L'homme se tourna vers le griffon, sa voulge saisie à deux mains prête à s'abattre. Le griffon avait maintenant récupéré du bref assaut du loup et fit face à l'homme. Il poussa un cri aigu puis projeta son énorme patte avant droite vers l'homme. Tout d'un coup, sa patte s'immobilisa à quelques centimètres du corps de l'homme. Ce dernier, sans hésitation, abaissa lourdement son arme. La voulge s'écrasa sur la patte du griffon surpris et pénétra chair et os. Dans un assourdissant cri de douleur, le griffon battit des ailes et recula légèrement. Les yeux remplis de rage, il abattit son redoutable bec. Et encore une fois, il fut arrêté brutalement à proximité du visage de l'homme. Leurs yeux se croisèrent comme un signe de défi silencieux. L'homme profita à nouveau de son avantage et leva son arme. La pointe de cette dernière réussit à perforer légèrement la gorge renforcée du griffon qui, de désespoir, lança de toutes ses forces sa patte gauche et envoya l'homme à plusieurs mètres de là.

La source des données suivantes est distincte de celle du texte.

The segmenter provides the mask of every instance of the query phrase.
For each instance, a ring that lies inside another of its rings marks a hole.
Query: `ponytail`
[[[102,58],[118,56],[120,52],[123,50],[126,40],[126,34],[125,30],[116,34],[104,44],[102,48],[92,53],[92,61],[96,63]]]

Malgré cette attaque réussie, le griffon conserva ses distances. Il était intelligent et avait vécu suffisamment longtemps pour reconnaitre un adversaire dangereux. Surtout, il ne comprenait pas comment cette insignifiante créature empêchait ses puissants coups de porter. Il vit l'homme gesticuler quelques secondes puis s'entourer fugitivement de faibles lumières. Le griffon eut un moment d'appréhension, croyant avoir vu brièvement des visages autour de l'homme. C'était comme si des esprits d'un autre monde étaient venus offrir leur corps en rempart. Le griffon regagna toute sa lucidité : l'homme était capable de s'entourer d'une sorte de bouclier. Mais ce dernier ne pouvait résister qu'à deux de ses violents coups. Il cèderait au troisième. Le schéma était simple : porter deux attaques en faisant attention à la riposte, puis une attaque très puissante. Il était le seigneur de ces terres, c'est lui qui gagnerait ! Il prit un bref envol et plongea vers son adversaire.

- "Il est puissant !" se dit l'homme. "Mon bouclier a cédé en à peine trois coups". Cependant, se dit-il, la tactique à adopter était claire : riposter de toutes ses forces aux deux premières attaques du griffon, puis se défendre du mieux qu'il pouvait à la troisième. "Ce combat va être long." Il s'élança vers la bête.

Et leurs cris de rage et de douleur ne laissaient place qu'au perpétuel grondement du tonnerre.